In a move which was somewhat unexpected, the Diamondbacks cut the umbilical cord with pitcher Trevor Cahill.
Unexpected in the sense of the money involved but it became apparent that patience had run thin. Exiled from the starting rotation after four starts and languishing in the purgatory of the bullpen, Cahill was trapped between inconsistency and unpredictability.
In the transaction announced by the Diamondbacks late Monday afternoon, the team has 10 days to decide on four possible options. Arizona can send Cahill outright to the minor leagues, they can option him to the minors, they can release or trade him.
For this season, Cahill is owed $7.75 million and is guaranteed $12 million for 2015. The Diamondbacks also have a $300,000 option for 2016. Given his designation and the dollars involved, the D-backs will have a difficult time trading Cahill.
Meeting with reporters after the announcement was made, general manager Kevin Towers did not indicate which way the organization is leaning but only to say, “there are a number of issues we need to settle before we make a decision. When that happens, I’ll be happy to discuss this with you.”
That would mean the Diamondbacks have until June 19 to decide what to do with Cahill, who, many believe, is the poster child for underachievement.
Both field manager Kirk Gibson and Towers expressed confidence in Cahill and both said, independently “we believe in him.”
Over the last season and one-half, Cahill’s production bordered on the dreadful.
After losing 7-5 to the Dodgers in his first start of the 2014 season, Cahill went on to lose twice to both the Dodgers and Giants. After dropping an 8-6 decision to L. A. on April 13, Cahill was sent to the bullpen and his spot in the rotation was taken by Mike Bolingser.
Until his demotion Monday, Cahill appeared in 19 games and compiled a 1-6 record. His ERA of 5.66 was the second highest on the team. Only Randall Delgado (6.91) is higher.
“We think Trevor is best positioned as a starter and his mind set says he wants to be a starter,” Towers said. “We can’t see him being an effective starter by pitching occasionally out of the bullpen.”
Towers indicated the move to designate Cahill is not unusual and teams, from time to time, must make difficult decisions.
“Mechanically, (Cahill) had a tough time being consistent,” Towers added. “No, what we did was not unprecedented.”
While the Diamondbacks say they hope for the best for Cahill, neither Gibson nor Towers expressed any reservation about making the move.
“We’ve been talking about this for some time,” Gibson said during his usual pre-game media session Monday. “I’ve talked with (Towers) in depth and we need to find a way to get (Cahill) better.”
For his part, Cahill told reporters he has only one goal in mind, and that is the regain his spot in the rotation. Somber and bordering on the emotional, Cahill indicated he was not totally committed to a minor league assignment but said he will talk with Towers, Gibson and others in the coming days.

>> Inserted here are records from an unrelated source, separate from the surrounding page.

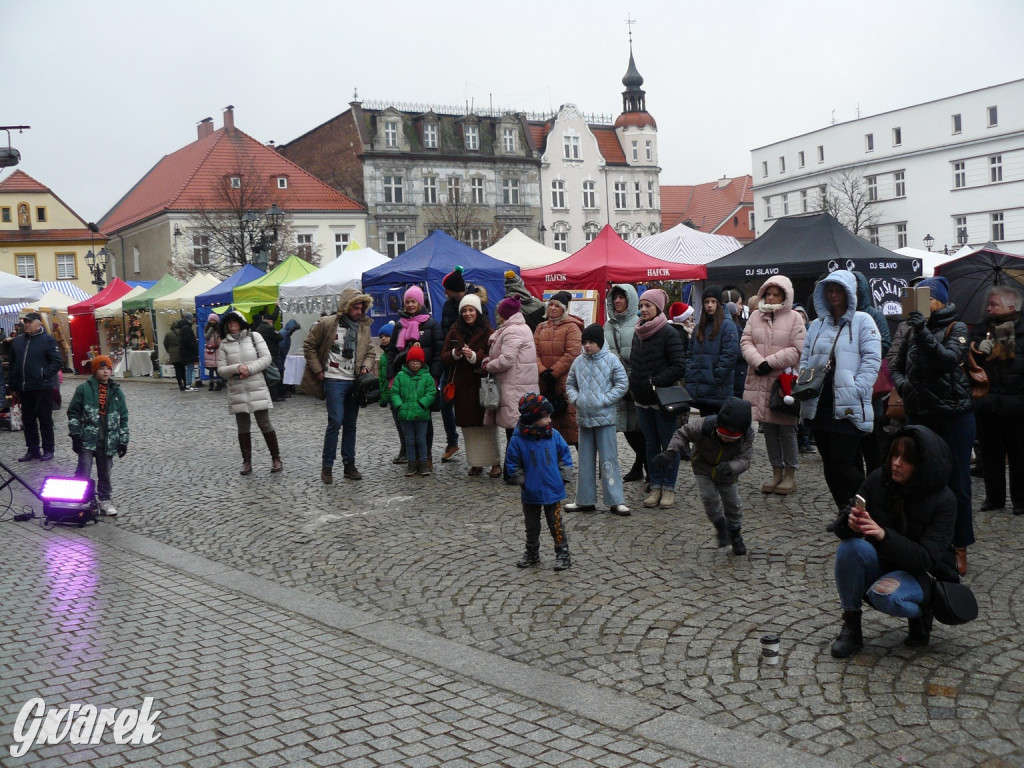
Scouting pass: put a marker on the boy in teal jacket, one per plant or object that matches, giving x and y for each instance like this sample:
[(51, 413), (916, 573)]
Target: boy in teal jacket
[(413, 393), (97, 421)]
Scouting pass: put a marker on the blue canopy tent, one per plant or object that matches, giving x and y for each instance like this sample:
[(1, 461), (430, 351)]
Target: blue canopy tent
[(425, 264)]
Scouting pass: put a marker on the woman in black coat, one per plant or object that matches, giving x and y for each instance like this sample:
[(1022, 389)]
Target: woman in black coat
[(901, 532)]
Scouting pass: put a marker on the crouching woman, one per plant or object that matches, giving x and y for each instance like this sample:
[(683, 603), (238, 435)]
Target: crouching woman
[(902, 531)]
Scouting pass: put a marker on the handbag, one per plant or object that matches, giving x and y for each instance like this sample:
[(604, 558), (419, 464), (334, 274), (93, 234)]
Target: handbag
[(952, 602), (491, 393), (673, 399), (777, 402)]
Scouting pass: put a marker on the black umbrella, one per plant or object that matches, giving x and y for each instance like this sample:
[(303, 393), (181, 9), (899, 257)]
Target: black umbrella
[(971, 275)]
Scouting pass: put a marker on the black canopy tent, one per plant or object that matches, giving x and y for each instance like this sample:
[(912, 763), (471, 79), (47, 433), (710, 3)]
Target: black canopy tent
[(808, 247)]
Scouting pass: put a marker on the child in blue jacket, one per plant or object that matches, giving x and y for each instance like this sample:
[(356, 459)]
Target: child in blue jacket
[(538, 459)]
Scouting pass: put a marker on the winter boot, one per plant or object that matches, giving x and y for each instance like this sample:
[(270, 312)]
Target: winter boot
[(738, 548), (920, 629), (850, 639), (529, 557), (776, 478), (271, 442), (723, 535), (788, 483), (562, 559), (246, 443)]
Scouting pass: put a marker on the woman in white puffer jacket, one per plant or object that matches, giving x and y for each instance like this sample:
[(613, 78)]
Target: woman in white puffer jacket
[(242, 357)]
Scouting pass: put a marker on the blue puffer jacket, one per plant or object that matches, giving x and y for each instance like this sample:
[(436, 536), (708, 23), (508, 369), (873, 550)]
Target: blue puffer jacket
[(595, 384), (711, 365), (858, 353)]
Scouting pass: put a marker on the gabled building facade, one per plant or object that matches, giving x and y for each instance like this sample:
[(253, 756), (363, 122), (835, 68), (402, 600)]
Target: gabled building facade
[(41, 238), (185, 214)]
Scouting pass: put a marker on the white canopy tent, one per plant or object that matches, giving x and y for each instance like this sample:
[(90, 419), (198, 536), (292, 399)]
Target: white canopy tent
[(521, 250), (684, 245)]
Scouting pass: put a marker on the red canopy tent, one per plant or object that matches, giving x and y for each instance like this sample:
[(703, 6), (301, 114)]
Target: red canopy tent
[(83, 323), (606, 259)]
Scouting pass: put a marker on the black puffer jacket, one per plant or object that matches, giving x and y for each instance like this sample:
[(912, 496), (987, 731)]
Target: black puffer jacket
[(918, 517), (929, 374), (659, 360)]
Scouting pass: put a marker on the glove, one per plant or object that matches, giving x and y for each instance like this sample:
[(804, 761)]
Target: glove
[(664, 460), (915, 321), (724, 473)]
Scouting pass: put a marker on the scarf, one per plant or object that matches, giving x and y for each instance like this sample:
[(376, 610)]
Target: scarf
[(411, 329), (651, 327)]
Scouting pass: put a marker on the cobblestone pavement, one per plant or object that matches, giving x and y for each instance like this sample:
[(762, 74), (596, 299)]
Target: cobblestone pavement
[(651, 608)]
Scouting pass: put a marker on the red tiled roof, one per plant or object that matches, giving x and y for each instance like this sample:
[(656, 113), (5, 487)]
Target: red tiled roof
[(706, 205), (193, 177)]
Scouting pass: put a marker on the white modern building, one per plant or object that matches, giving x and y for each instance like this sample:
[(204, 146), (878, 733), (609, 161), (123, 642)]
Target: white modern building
[(952, 169)]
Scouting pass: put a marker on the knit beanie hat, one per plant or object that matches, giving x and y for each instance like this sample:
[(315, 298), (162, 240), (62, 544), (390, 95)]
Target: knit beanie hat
[(455, 281), (594, 333), (99, 360), (938, 287), (416, 353), (532, 407), (508, 307), (471, 299)]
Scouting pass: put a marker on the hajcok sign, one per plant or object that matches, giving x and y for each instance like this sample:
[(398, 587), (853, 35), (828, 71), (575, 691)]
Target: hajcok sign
[(82, 724)]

“I don’t belong in the bullpen,” he said softly. “I still believe I can be a starter and hope it’s with this team.”
Cahill said he knows the issues on the table and willing to work to correct wrongs of the past. Yet, part of the responsibility of the coaching staff to point the proper direction.
“I need to have better fast ball command and be consistent,” he said. “I want to get this turned around and the organization has been nothing but supportive.”
For now, Cahill is simply waiting for the 10-day period in which the Diamondbacks will make their decision. In the meantime, it’s a waiting game on this resolution, and in the end, it’s likely a waiting game to see how or when Cahill can be a productive pitcher at the major league level.
ELSEWHERE ON MONDAY …
The Diamondbacks placed infielder Eric Chavez on the 15-day disabled list and added two pitchers to the 25-man roster.
Reliever J. J. Putz was reinstated from the disabled list and the D-backs also recalled reliever Will Harris from Triple-A Reno.
“Right now, we’re a little short in the bullpen and need some fresh arms,” said manager Kirk Gibson prior to Monday’s home game with Houston. “I’m concerned about guys in the bullpen.”
As well, Gibson indicated closer Addison Reed is under treatment for a’ tired arm” and has experienced a loss of velocity in his fast ball. Still, Reed should be available when, Gibson said, “the game situation dictates.”
At Reno, Harris was 3-2 and a 1.13 ERA in 20 games. On the DL since May 6 with right forearm tighness, Putz appeared in 13 games so far this season, compiled a 1-0 mark with a 5.40 ERA.
Now on the DL, Chavez was hitting .246 (17-for-69) with three home runs and eight RBIs in 43 games.